Amory Lovins: energy views and values

[Reposted from my old blog, P&P — originally published March 01, 2010.]

Looking back at Amory Lovins’s 1977 Soft Energy Paths, I was struck by his still-relevant list of “basic values”:

Underlying much of the energy debate is a tacit, implicit divergence on what the energy problem ‘really’ is. Public discourse suffers because our society has mechanisms only for resolving conflicting interests, not conflicting views of reality, so we seldom notice that these perceptions differ markedly. …
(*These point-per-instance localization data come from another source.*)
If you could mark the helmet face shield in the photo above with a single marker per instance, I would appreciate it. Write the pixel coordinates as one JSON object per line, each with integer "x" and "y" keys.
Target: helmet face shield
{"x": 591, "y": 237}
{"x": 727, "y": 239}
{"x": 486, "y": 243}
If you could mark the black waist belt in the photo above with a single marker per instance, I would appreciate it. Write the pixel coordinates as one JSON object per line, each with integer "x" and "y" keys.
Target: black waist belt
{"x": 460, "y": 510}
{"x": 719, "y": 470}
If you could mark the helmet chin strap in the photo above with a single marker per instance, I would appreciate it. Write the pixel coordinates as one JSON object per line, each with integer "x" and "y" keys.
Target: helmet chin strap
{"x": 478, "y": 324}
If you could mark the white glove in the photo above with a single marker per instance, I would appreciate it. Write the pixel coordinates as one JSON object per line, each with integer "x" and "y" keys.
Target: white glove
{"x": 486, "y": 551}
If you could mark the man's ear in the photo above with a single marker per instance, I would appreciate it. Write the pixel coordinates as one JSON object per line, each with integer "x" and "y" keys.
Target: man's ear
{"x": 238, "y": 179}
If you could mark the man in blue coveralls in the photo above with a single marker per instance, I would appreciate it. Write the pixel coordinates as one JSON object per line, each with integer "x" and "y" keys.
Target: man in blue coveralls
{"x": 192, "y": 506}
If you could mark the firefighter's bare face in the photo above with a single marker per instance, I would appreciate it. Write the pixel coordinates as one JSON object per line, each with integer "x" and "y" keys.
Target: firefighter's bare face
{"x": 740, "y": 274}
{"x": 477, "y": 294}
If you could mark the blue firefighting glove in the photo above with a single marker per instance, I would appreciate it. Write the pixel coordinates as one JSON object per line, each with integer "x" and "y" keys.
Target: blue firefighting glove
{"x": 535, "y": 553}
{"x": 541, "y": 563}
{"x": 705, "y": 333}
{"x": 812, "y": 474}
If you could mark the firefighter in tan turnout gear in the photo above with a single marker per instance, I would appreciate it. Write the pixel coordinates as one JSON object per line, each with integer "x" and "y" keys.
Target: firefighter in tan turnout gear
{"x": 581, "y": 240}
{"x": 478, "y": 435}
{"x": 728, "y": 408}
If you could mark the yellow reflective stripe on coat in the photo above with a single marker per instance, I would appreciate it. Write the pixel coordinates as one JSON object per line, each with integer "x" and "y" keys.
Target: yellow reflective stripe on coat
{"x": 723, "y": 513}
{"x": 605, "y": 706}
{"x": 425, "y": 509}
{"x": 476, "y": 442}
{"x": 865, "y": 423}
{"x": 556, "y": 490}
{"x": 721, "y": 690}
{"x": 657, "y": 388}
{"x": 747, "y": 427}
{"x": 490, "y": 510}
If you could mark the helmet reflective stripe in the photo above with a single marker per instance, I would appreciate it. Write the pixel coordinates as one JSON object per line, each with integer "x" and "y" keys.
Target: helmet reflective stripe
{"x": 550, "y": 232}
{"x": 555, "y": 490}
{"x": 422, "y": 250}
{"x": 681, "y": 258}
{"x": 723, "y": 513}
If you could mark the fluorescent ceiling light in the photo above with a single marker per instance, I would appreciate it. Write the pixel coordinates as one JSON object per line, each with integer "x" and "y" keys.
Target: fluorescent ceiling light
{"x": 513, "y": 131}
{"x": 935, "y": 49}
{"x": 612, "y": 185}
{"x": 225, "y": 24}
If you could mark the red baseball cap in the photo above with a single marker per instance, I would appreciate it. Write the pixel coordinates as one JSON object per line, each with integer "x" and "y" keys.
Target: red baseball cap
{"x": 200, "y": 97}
As a basis for mutual understanding, therefore, instead of leaving my world view to be guessed at (as most energy writers do), I shall make explicit a few of my underlying opinions – not on every aspect of the whole universe of perceptions that must support any coherent view of our energy future, but at least on a few basic values. Attempting this is unusual and difficult but important. Briefly, then, I think that:

  • We are more endangered by too much energy too soon than by too little too late, for we understand too little the wise use of power;
  • We know next to nothing about the carefully designed natural systems and cycles on which we depend; we must therefore take care to preserve resilience and flexibility, and to design for large safety margins (whose importance we do not yet understand), recognizing the existence of human fallibility, malice, and irrationality (including our own) and of present trends that erode the earth’s carrying capacity;
  • People are more important than goods; hence energy, technology, and economic activity are means, not ends, and their quantity is not a measure of welfare; hence economic rationality is a narrow and often defective test of the wisdom of broad social choices, and economic costs and prices, which depend largely on philosophical conventions, are neither revealed truth nor a meaningful test of rational or desirable behavior;
  • Though the potential for growth in the social, cultural, and spiritual spheres is unlimited, resource-crunching material growth is inherently limited (a consequence of the round-earth theory) and, in countries as affluent as the U.S., should be not merely stabilized but returned to sustainable levels at which the net marginal utility of economic activity (to borrow for a moment the economist’s abstractions) is clearly positive;
  • Since sustainability is more important than the momentary advantage of any generation or group, long-term discount rates should be zero or even slightly negative, reinforcing a frugal, though not penurious, ethic of husbanding;
  • The energy problem should be not how to expand supplies to meet the postulated extrapolative needs of a dynamic economy, but rather how to accomplish social goals elegantly with a minimum of energy and effort, meanwhile taking care to preserve a social fabric that not only tolerates but encourages diverse values and lifestyles;
  • The technical, economic, and social problems of fission technology are so intractable, and technical efforts to palliate those problems are politically so dangerous, that we should abandon the technology with due deliberate speed;
  • Many other technologies are exceedingly unattractive and should be developed sparingly or not at all (such as nuclear fusion, large coal-fired power stations and conversion plants, many current coal-mining technologies, urban-sited terminals for liquefied natural gas, much Arctic and offshore petroleum extraction, most “unconventional” hydrocarbons, and many “exotic” large-scale technologies such as solar satellites and monocultural biomass plantations);
  • Ordinary people are qualified and responsible to make these and other energy choices through the democratic political process, and on the social and ethical issues central to such choices the opinion of any technical expert is entitled to no special weight; for although humanity and human institutions are not perfectible, legitimacy and the nearest we can get to wisdom both flow, as Jefferson believed, from the people, whereas pragmatic Hamiltonian concepts of central governance by a cynical elite are unworthy of the people, increase the likelihood and consequences of major errors, and are ultimately tyrannical;
  • Issues of material growth are inseparable from the more important issues of distributional equity, both within and among nations; indeed, high growth in overdeveloped countries is inimical to development in poor countries;
  • For poor countries, the self-reliant ecodevelopment concepts inherent in the New Economic Order approach are commendable and practicable while the patterns of industrial development that served the OECD countries in the different circumstances of the past two centuries are not: indeed, so much have conditions changed that ecodevelopment concepts are now the most appropriate for the rich countries too;
  • National interests lie less in traditional geopolitical balancing acts than in striving to attain a just and equitable, therefore peaceful, world order, even at the expense of temporary commercial advantage.